Differentiate-and-Inject: Enhancing VLAs via Functional Differentiation Induced by In-Parameter Structural Reasoning
Jingyi Hou, Leyu Zhou, Chenchen Jing, Jinghan Yang, Xinbo Yu, Wei He
TL;DR
iSTAR tackles the fragility of monolithic VLAs in long-horizon robotic manipulation by embedding a dynamic, in-parameter semantic structure into the model. It introduces a pre-action VLA concept extractor, a dynamic implicit concept graph with gating and relational reasoning, and a subtask prompt projector to create task-level commitments that guide action generation. Theoretical analyses show structured reasoning yields tighter generalization bounds than end-to-end policies in long horizons and low-information regimes, and empirical results on VIMA-Bench, LIBERO, and real-world UR3 tasks confirm improved task decomposition, robustness, and efficiency.

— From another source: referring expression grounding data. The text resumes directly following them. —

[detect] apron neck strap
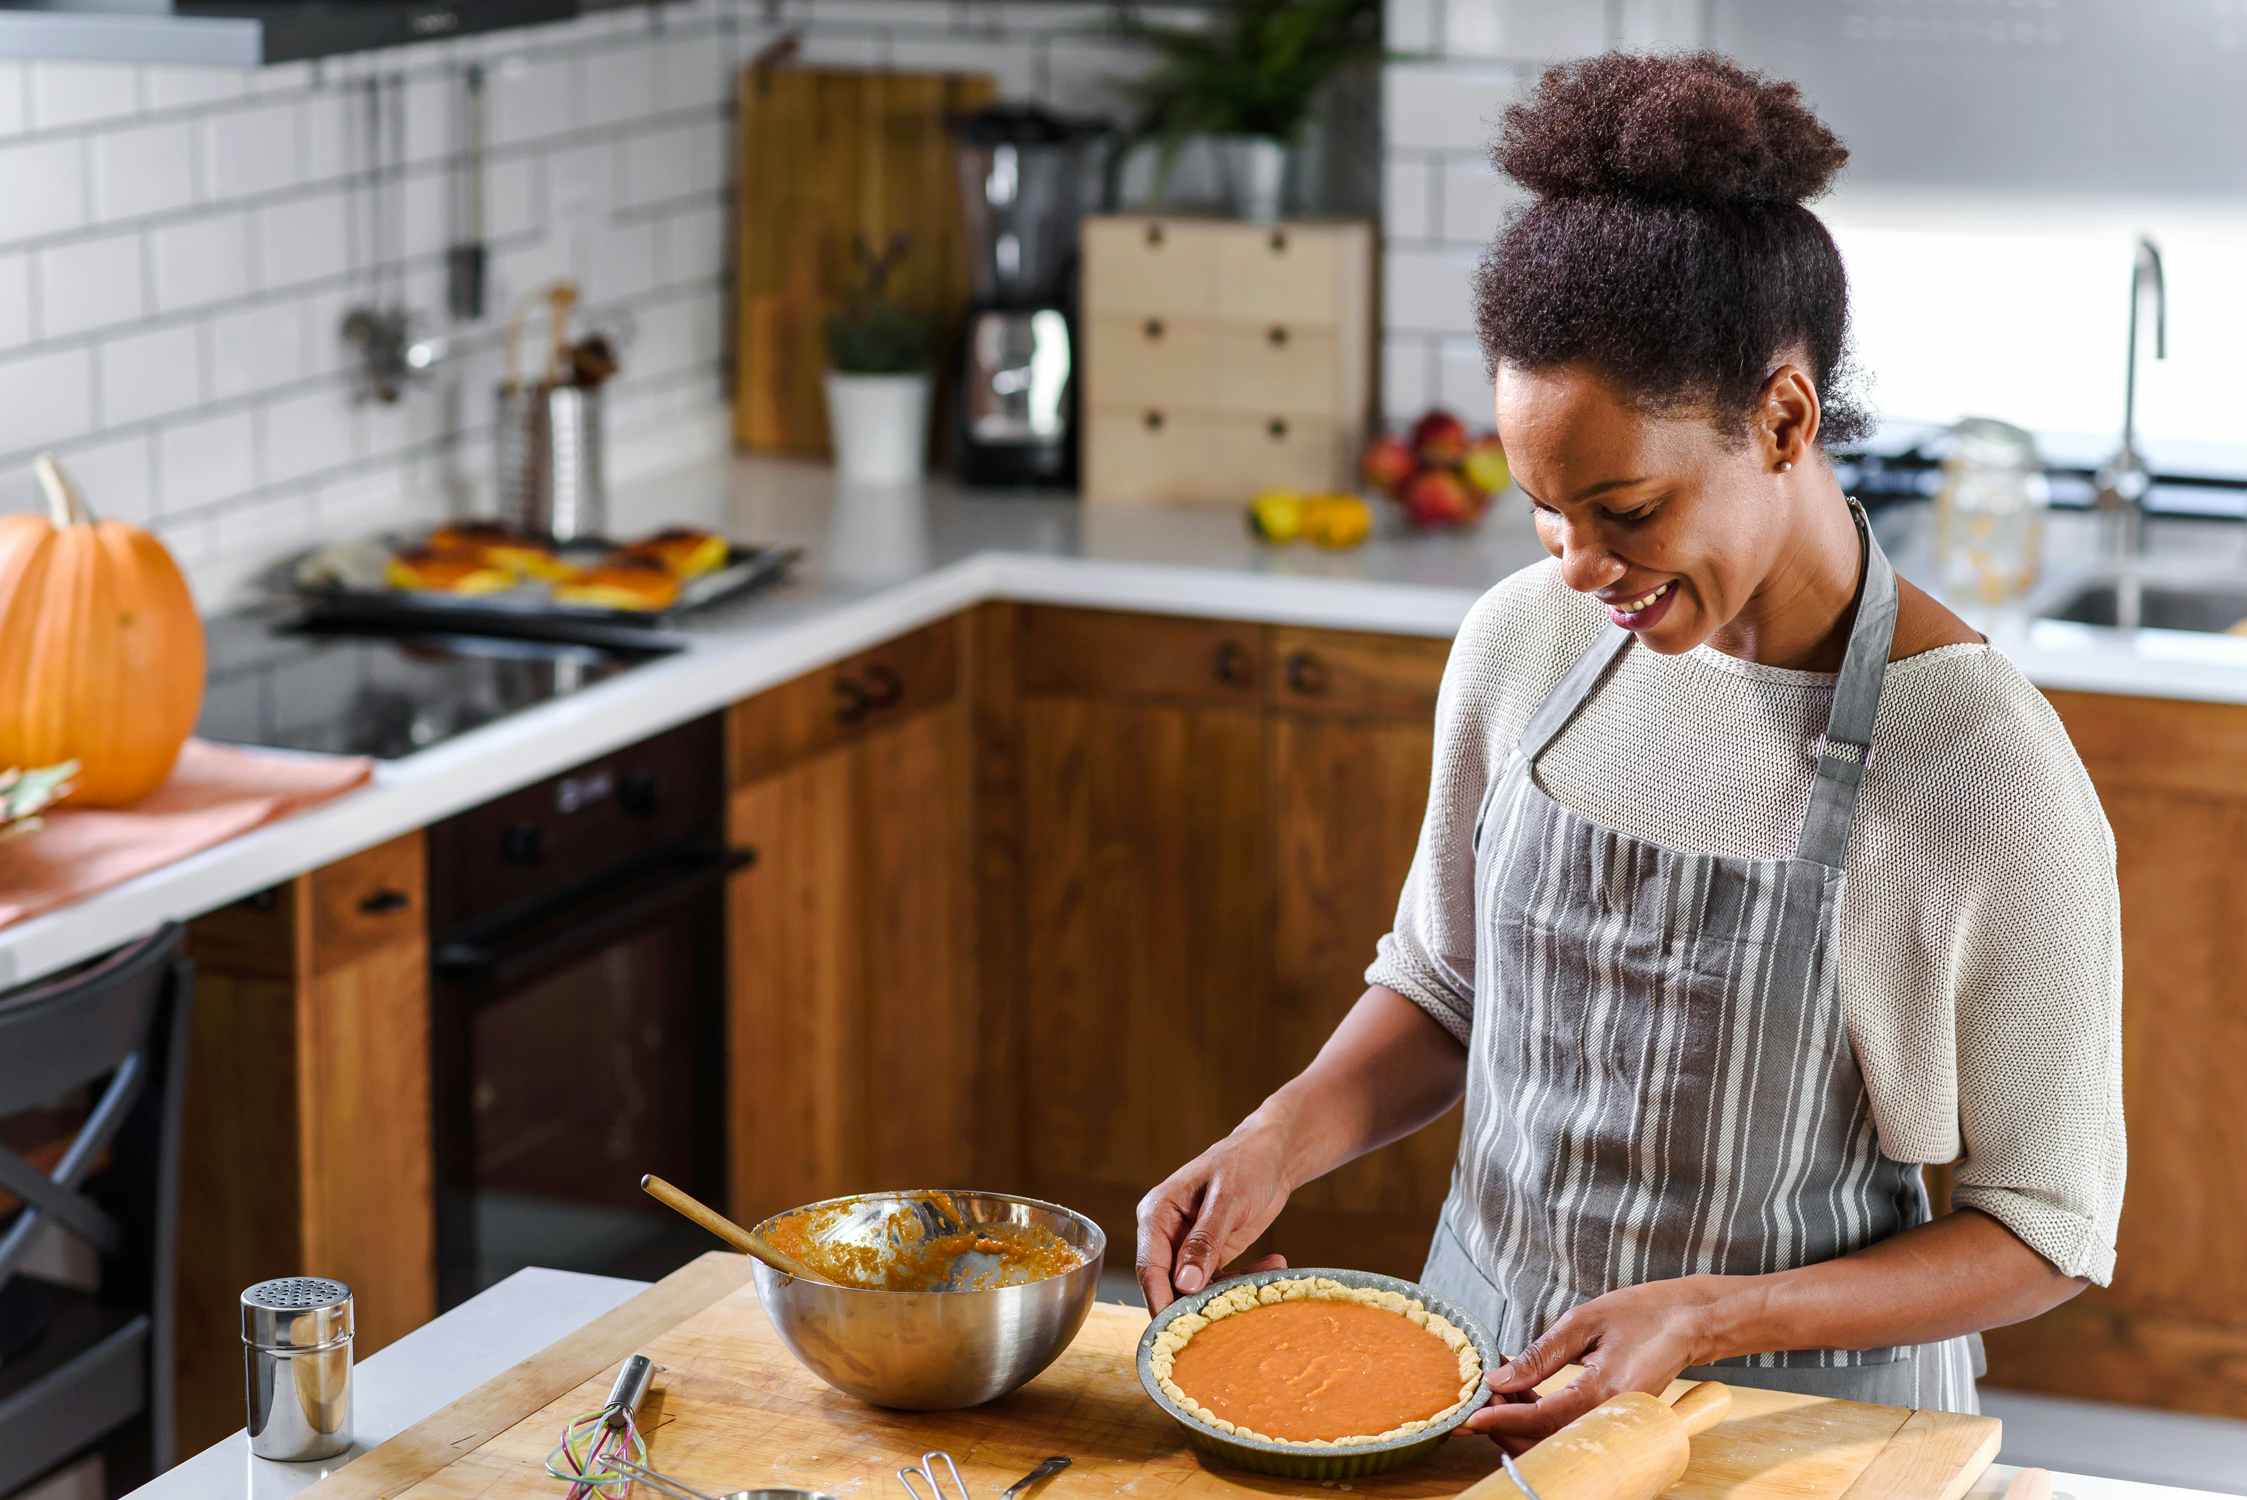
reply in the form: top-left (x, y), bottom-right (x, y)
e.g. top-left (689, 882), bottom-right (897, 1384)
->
top-left (1515, 496), bottom-right (1900, 870)
top-left (1794, 495), bottom-right (1898, 867)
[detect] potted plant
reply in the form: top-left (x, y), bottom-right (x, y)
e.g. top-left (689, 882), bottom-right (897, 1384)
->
top-left (823, 232), bottom-right (936, 484)
top-left (1115, 0), bottom-right (1380, 222)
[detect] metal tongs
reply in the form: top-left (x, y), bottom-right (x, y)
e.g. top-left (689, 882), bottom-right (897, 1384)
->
top-left (899, 1453), bottom-right (1071, 1500)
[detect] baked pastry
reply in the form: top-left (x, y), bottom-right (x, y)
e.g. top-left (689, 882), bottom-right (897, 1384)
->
top-left (385, 545), bottom-right (515, 595)
top-left (552, 553), bottom-right (681, 611)
top-left (1150, 1277), bottom-right (1482, 1447)
top-left (618, 526), bottom-right (728, 579)
top-left (427, 520), bottom-right (570, 580)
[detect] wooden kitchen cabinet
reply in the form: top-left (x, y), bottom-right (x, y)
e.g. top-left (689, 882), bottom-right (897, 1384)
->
top-left (724, 615), bottom-right (1012, 1228)
top-left (1977, 690), bottom-right (2247, 1420)
top-left (1010, 606), bottom-right (1456, 1276)
top-left (177, 831), bottom-right (434, 1455)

This approach demonstrates that in-parameter semantic commitments can enable reusable, scalable task reasoning without external planners or prompt-based decomposition, with broad applicability across VLA backbones.
Abstract
As robots are expected to perform increasingly diverse tasks, they must understand not only low-level actions but also the higher-level structure that determines how a task should unfold. Existing vision-language-action (VLA) models struggle with this form of task-level reasoning. They either depend on prompt-based in-context decomposition, which is unstable and sensitive to linguistic variations, or end-to-end long-horizon training, which requires large-scale demonstrations and entangles task-level reasoning with low-level control. We present in-parameter structured task reasoning (iSTAR), a framework for enhancing VLA models via functional differentiation induced by in-parameter structural reasoning. Instead of treating VLAs as monolithic policies, iSTAR embeds task-level semantic structure directly into model parameters, enabling differentiated task-level inference without external planners or handcrafted prompt inputs. This injected structure takes the form of implicit dynamic scene-graph knowledge that captures object relations, subtask semantics, and task-level dependencies in parameter space. Across diverse manipulation benchmarks, iSTAR achieves more reliable task decompositions and higher success rates than both in-context and end-to-end VLA baselines, demonstrating the effectiveness of parameter-space structural reasoning for functional differentiation and improved generalization across task variations.